Equatorial Guinean President Teodoro Obiang Nguema on Wednesday announced a “total amnesty” for all political prisoners and opposition figures banned from political activity, according to a decree read on national television.
“I grant total amnesty to all citizens condemned by the courts… for political offenses in the exercise of their activity, serving or not serving their sentence,” the presidential decree said.
The move comes after President Obiang, who has ruled the oil-rich former Spanish colony since 1979, called last month for “dialogue and political interaction” with opposition groups.
Five political parties had signalled their willingness to take part in a national dialogue in July if their security was ensured.
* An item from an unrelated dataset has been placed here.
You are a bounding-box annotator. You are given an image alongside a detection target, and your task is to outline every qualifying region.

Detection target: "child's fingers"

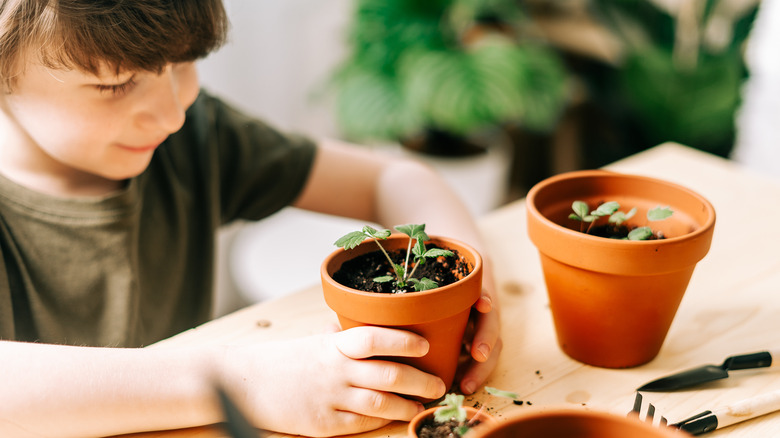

The amnesty “must allow wide participation of all political actors”, according to the president, and guarantee “security” for those taking part in talks with international observers present.
The amnesty will also be granted to people “deprived of their liberty or prevented from exercising their political rights,” the decree said.
Obiang’s decades in power have been strongly criticised for corruption and human-rights abuses.
His proposal for national talks came after a failed coup last December – one of more than half a dozen attempts to unseat him over the years – that was followed by a crackdown on the opposition.
The now-banned Citizens for Innovation party (CI) said on Tuesday that opposition figure Juan Obama Edu, who was jailed for “sedition”, had been tortured to death in prison earlier this week.